Rezension

Großartiges Debüt mit einer fesselnden Atmosphäre und ganz besonderen Charakteren!

Der Dornengarten - Eva Wahrburg

Der Dornengarten
von Eva Wahrburg

Bewertet mit 5 Sternen

Zum Inhalt
 
1824
Maria von Eschweih ist in einem bizarren Käfig voller Glaubensfesseln aufgewachsen, in dem eine Frau nichts zählt und Demut und Strafen an der Tagesordnung stehen. Selbst 12 Jahre nach dem Tod ihres Ziehvaters ist sie noch immer in ihren eigenen Selbstzweifeln gefangen und verbringt ihre Tage einsam mit den Übersetzungen von Bibeltexten.
Doch alles ändert sich, als der Restaurator Herwegh auftaucht. Er soll in der Kapelle ein Fresko wiederherstellen und fällt der Hausherrin sofort durch seine ruppige und düstere Art negativ auf. Auch sein Verhältnis zu Frauen scheint äußerst rigoros und herabschauend zu sein - aber die beiden haben ein Geheimnis, das sie verbindet und je mehr es an die Oberfläche steigt, umso mehr Licht erreicht ihr einsames Leben - bis die Vergangenheit sie wieder einholt.

Meine Meinung
 
Wow! Mir fehlen wirklich die Worte für dieses Buch, weil es mich so überrascht hat und so unfassbar ungewöhnlich und fesselnd war, dass ich gar nicht weiß, wie ich es euch beschreiben soll! Ich hatte eine einfache Geschichte dahinter erwartet, einen typischen historischen Roman mit ein bisschen Liebe - und soviel mehr bekommen!

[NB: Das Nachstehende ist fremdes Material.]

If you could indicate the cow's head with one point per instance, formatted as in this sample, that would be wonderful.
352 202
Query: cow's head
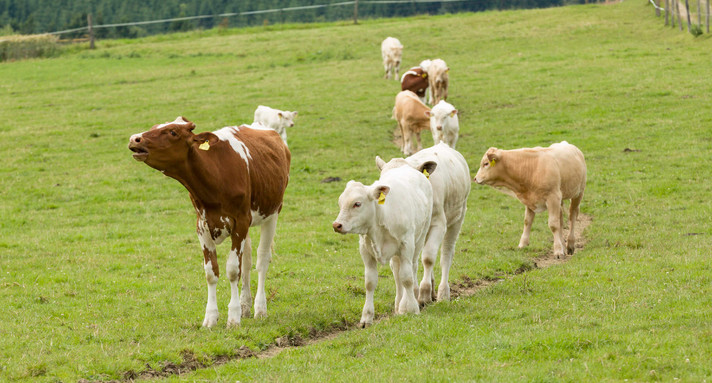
489 167
286 119
439 116
427 167
357 207
166 145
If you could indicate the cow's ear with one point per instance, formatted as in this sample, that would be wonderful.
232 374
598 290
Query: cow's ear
205 140
379 193
428 167
380 163
492 154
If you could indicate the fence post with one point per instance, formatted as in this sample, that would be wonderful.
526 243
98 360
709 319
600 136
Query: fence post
91 31
667 11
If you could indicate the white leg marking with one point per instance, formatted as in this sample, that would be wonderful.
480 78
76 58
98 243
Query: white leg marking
232 268
264 255
211 308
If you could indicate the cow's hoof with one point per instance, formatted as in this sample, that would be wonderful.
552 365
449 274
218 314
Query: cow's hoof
246 311
211 319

Die Atmosphäre ist von Anfang an sehr einnehmend. Die Einsamkeit der Gutsherrin Maria von Eschweih wirkt bedrückend und berührend. In jedem Wort und auch zwischen den Zeilen spürt man sehr genau, wie schwierig das Leben für sie ist und dass sie sich mit ihrem tragischen Schicksal eigentlich schon abgefunden hat.
Auch wenn man manches vielleicht nicht so recht nachvollziehen kann, wie sie denkt und fühlt, nähert man sich ihr immer mehr an, weil man nach und nach erfährt, wie die Vergangenheit sie geprägt hat. Die Wandlung, die sie durchmacht, geht nur langsam voran, doch es wirkt in keinem Moment so, als würde man auf der Stelle treten. Die Trostlosigkeit im Herzen von Maria und auch innerhalb der düsteren Mauern ihres Heimes sind ständig spürbar.

Vor allem der Schreibstil ist hier unglaublich gut an die Zeit angepasst, dabei ungewöhnlich ernst, aber mit viel Hingabe, dass es einfach eine Freude zu lesen ist. Eva Wahrburg vermittelt so viel Detailreichtum und Hintergrundwissen, philosophische Fragen und Metaphorismen, die ein perfekt inszeniertes Bild schaffen und viel zum Nachdenken anregen. Über mich selbst, über die Wahrnehmung, über die Vorurteile anderer gegenüber und wie sehr man sich vereinnahmen lässt von den Altlasten unserer Vergangenheit.

Aber auch über das damalige Leben, den Alltag, die Religion und die Schwierigkeiten, sich als Frau durchzusetzen geben dem ganzen eine authentische Note. 
Die andere prägnante Figur ist Herwegh, der als roher und brutaler Kerl von Anfang an einen schlechten Stand hat. Allerdings zeigt auch er von sich nur eine Fassade, hinter die man immer wieder einen Blick werfen darf. Wahre Abgründe tun sich da auf und machen deutlich, wie sehr vergangene Ereignisse einen Menschen prägen und in eine Richtung entwickeln lassen, die man nur schwer wieder verlassen kann; auch wenn man es noch so gerne möchte. Nur ab und an blitzt für andere sichtbar der wahre Kern durch, den er vor allen anderen vorsorglich versteckt hält.

Menschliche Verhaltensweisen und die Suche nach Liebe stehen hier im Mittelpunkt in einer großartig beschriebenen Kulisse, in die ich wahrhaft eingetaucht bin und alles mit Genuss und ohne Hetze lesen wollte. Der Stempel "Historischer Roman" ist hier definitiv zu wenig, denn man bekommt eine unglaublich intensive Geschichte menschlicher Tragik, die mir noch lange in meinen Gedanken hängenbleiben wird.

Fazit
 
Meine Worte sind viel zu wenig für dieses fantastische Werk, dass mir in all seiner unscheinbaren Dramatik und der fesselnden Atmosphäre sehr zu Herzen gegangen ist. Das Schicksal der zwei Hauptfiguren ist so essenziell, dass ich es wirklich jedem ans Herz legen möchte, es einmal damit zu versuchen.